日本オラクル(遠藤隆社長)は、4月9日、クラウドをテーマにした自社イベント「Oracle CloudWorld 2013 - Tokyo」を開催した。基調講演のスピーカーは、米オラクルのラリー・エリソンCEOと、ゲスト出演したソフトバンクの孫正義社長。エリソンCEOは、サンフランシスコのオフィスからネットワーク中継で映像出演。東京の孫社長とクラウドの今後のついて意見を交わした。

 基調講演では、エリソンCEOがオラクルのクラウド戦略を語った後、孫社長とクラウドの未来について意見交換。その後、孫社長がオラクル製品の活用事例を披露した。

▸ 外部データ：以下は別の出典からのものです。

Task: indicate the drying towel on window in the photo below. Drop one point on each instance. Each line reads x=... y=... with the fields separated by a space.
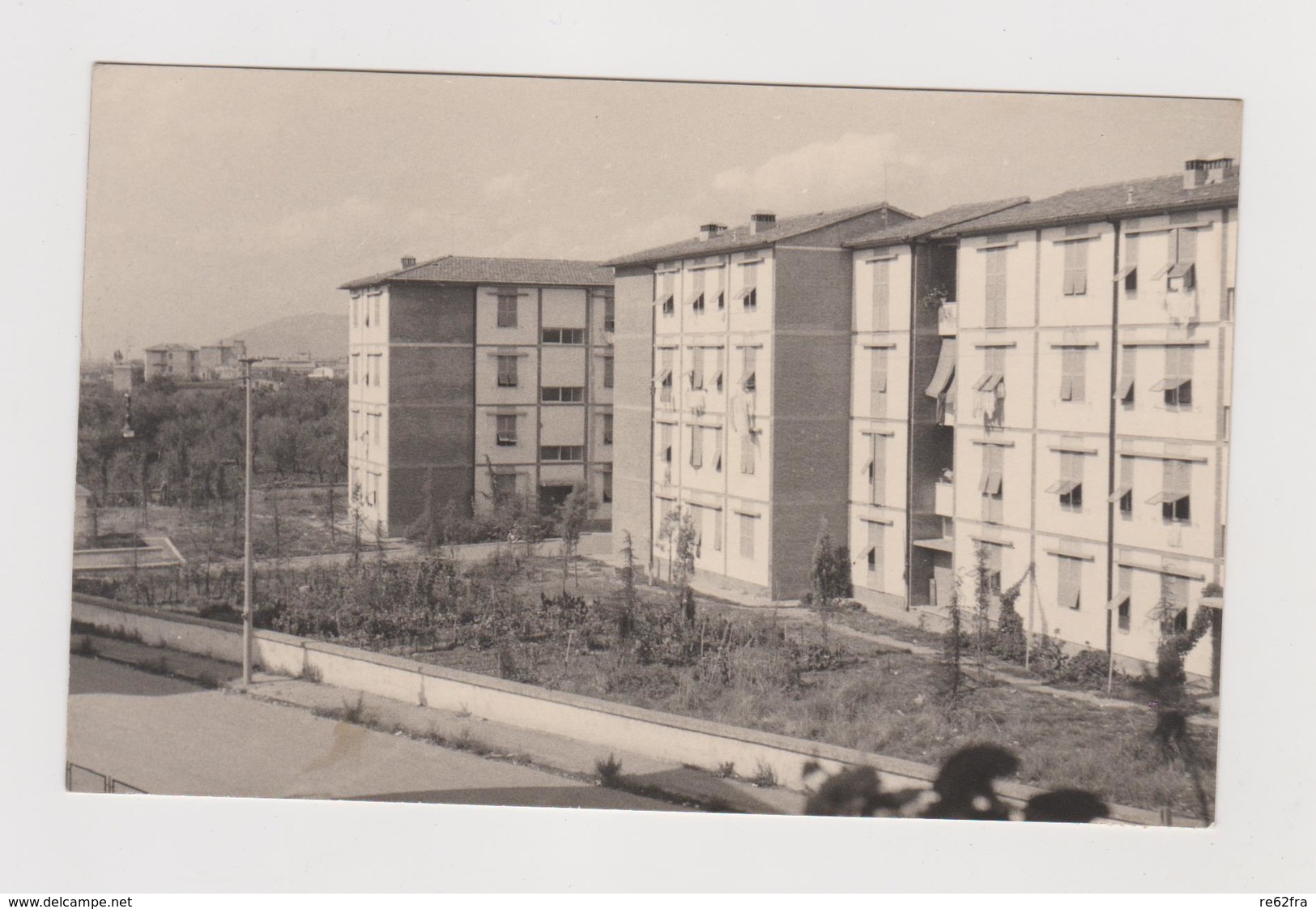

エリソンCEOは、オラクルのクラウド製品を紹介し、「SaaS、PaaS、IaaSの3カテゴリで製品を揃えているのが強み」としながら、「クラウド分野でのライバルはSAPやIBMではない。セールスフォース・ドットコムやアマゾンだ」と、ライバルを明確にした。

 孫正義社長は、米サンフランシスコから映像で出演したエリソンCEOと英語で意見交換。「ふだんは講演を依頼されても断っているが、友人であるエリソンさんの頼みなので引き受けた。スティーブ・ジョブズさんと仲よくなるきっかけをつくってくれたのは、実はエリソンさん。エリソンさんの自宅でジョブズさんとともに未来を語ったことがある」と、旧知の仲であることを印象づけた。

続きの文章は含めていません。